L’hôtel de Tête-de-Ran est à la recherche d’un nouveau souffle
Ces deux bâtiments perchés sur les crêtes entre Neuchâtel et La Chaux-de-Fonds doivent être transformés en résidences de vacances, après trente ans de léthargie ou de projets de reconversion avortés. Les travaux de rénovation se poursuivront jusqu’à l’été 2027.
Crédit image: Philippe Chopard
L’héritage laissé pour ce complexe hôtelier est particulièrement lourd à porter. Le nouveau propriétaire veut cependant y croire.

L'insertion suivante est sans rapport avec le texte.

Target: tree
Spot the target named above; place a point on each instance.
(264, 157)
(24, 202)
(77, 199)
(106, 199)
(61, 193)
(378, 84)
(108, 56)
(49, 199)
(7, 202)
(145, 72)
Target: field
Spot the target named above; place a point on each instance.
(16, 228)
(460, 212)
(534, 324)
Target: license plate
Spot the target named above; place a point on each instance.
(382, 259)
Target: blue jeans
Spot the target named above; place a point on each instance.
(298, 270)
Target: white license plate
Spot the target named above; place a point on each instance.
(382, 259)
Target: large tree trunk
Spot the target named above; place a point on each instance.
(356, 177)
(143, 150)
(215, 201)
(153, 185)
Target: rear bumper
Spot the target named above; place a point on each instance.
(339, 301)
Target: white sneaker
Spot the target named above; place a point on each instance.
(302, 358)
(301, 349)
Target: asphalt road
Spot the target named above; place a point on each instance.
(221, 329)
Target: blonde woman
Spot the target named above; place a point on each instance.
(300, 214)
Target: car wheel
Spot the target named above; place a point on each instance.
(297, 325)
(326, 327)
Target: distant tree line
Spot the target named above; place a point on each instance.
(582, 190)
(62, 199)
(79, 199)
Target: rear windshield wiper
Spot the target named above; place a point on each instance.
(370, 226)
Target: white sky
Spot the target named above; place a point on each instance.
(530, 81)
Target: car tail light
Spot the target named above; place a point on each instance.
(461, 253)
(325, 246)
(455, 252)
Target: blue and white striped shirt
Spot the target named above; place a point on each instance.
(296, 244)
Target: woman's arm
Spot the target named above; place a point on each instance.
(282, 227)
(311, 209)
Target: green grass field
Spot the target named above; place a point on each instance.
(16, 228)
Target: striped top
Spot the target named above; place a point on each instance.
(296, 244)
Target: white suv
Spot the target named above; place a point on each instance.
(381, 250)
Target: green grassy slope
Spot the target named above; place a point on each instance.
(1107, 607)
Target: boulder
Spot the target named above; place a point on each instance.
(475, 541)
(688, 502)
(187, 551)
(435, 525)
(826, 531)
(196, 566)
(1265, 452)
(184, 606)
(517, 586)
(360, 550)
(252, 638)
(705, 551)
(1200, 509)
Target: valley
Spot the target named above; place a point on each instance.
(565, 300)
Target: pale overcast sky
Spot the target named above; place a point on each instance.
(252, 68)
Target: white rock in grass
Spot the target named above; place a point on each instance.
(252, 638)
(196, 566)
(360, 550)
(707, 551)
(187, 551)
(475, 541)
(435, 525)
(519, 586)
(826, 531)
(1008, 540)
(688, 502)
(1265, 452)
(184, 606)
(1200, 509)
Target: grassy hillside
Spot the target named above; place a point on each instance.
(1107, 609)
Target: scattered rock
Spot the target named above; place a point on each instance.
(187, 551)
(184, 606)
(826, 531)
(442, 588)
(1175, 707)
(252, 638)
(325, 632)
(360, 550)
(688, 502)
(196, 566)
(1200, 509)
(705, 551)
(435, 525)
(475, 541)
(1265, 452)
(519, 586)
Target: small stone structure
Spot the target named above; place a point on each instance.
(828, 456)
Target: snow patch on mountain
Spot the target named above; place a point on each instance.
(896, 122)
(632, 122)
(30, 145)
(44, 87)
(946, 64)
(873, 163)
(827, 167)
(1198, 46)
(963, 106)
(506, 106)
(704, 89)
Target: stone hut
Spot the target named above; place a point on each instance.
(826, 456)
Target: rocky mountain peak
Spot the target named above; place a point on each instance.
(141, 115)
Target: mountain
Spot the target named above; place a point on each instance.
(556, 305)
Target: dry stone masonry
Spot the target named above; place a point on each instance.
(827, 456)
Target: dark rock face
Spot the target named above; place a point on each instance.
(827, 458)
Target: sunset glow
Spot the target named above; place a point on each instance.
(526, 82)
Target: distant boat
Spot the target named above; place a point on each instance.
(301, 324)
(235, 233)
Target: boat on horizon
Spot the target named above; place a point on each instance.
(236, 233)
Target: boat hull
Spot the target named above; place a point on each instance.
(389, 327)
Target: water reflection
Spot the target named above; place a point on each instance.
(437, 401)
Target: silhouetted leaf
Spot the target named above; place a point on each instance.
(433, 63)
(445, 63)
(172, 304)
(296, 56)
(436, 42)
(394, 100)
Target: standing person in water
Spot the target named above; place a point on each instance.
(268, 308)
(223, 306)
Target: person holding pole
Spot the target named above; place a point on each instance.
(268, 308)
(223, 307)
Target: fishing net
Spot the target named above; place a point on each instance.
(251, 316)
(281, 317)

Gangrené par de multiples changements de propriétaires et de gérants depuis 1991, l’hôtel de Tête-de-Ran, sur les crêtes du Jura neuchâtelois, semble avoir trouvé le bon investisseur pour renaître. Une société immobilière de La Chaux-de-Fonds s’en est portée acquéreur et a redémarré des travaux de rénovation interrompus il y a des années. Le tout pour ouvrir, dans un premier temps, sept appartements de vacances dès l’été prochain.
Un
cortège de déconvenues
Situé à plus de 1300 m d’altitude, Tête-de-Ran a eu ses heures de gloire.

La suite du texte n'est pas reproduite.